How Elio comes out to Oliver is a tour de force scene of movie directing. Director Luca Guadagnino blocks the scene in front of a World War I memorial in the old Italian town’s square. It is the middle of the day, the square is deserted. The camera watches the action far away in a long shot. Oliver and Elio start the scene talking about the memorial. Elio stays on one side while Oliver walks around it on the other side. Although we hear Elio, we never see his face. The conversation switches from the memorial to an almost existential conversation about knowing things and wanting other people to know about the things you know. Almost nothing is actually said. There are no close-ups. But the amount of information conveyed to the audience is enormous. It is one of the best directed scenes of the year.

The movie’s theme is actually summarized in a scene near the end by Mr. Perlman. In most other movies, such an obvious exposition of “meaning” would not kindly looked upon.
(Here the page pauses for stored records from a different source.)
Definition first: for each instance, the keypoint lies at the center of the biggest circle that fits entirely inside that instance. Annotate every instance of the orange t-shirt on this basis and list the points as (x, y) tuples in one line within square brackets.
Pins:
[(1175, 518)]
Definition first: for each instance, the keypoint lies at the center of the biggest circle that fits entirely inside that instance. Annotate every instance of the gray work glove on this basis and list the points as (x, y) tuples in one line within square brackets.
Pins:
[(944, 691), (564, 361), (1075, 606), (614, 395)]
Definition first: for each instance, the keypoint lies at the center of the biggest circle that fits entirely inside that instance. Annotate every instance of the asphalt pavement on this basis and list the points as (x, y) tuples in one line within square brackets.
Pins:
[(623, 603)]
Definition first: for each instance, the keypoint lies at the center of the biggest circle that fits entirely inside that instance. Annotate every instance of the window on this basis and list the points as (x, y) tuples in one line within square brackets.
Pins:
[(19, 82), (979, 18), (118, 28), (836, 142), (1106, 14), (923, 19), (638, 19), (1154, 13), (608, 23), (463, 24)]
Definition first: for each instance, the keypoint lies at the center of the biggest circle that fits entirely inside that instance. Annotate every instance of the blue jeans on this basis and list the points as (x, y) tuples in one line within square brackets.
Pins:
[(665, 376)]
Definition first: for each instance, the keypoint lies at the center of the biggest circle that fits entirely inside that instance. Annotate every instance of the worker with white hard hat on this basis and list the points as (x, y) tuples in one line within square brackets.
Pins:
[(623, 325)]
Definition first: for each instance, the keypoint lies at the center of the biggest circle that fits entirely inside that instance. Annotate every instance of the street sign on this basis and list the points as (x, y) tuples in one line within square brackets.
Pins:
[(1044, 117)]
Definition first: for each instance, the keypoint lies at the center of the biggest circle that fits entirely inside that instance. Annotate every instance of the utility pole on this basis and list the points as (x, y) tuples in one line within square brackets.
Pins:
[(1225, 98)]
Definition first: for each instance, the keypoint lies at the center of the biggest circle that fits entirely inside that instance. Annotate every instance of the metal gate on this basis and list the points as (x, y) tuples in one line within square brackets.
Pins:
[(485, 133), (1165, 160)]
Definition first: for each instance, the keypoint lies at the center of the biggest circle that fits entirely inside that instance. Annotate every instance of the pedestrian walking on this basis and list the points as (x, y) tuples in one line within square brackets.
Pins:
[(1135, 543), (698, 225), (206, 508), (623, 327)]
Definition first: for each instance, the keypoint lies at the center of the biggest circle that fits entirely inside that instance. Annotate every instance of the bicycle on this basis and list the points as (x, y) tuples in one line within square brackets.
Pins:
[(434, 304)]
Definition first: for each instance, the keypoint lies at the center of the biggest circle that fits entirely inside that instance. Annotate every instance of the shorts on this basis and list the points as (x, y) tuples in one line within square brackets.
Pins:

But this movie by that time had earned such a speech by living it out in real time for two hours. And Mr. Perlman, an educated and sensitive man, is actually a character well qualified to give it. This is the experience of “Call Me By Your Name” in a nutshell: A lot of scenes handled with grace and sensitivity that would probably crash and burn in offense and awkwardness in less qualified movies.

Not that all romances could be shown in this light. I do not believe a heterosexual romance of this kind would work even with the deftness of the makers of “Call Me By Your Name”. The closest movie that I believe has come to it was “Diary of a Teenage Girl” from 2015. I say that movie was the most similar because it too provided the very rare level of agency afforded to Elio here. However, it still concluded that the older man was not a good person. Is it possible that a movie someday could look on a heterosexual romance like the one seen in “Call Me By Your Name” and conclude that the older man is not guilty of something? Maybe, but not yet.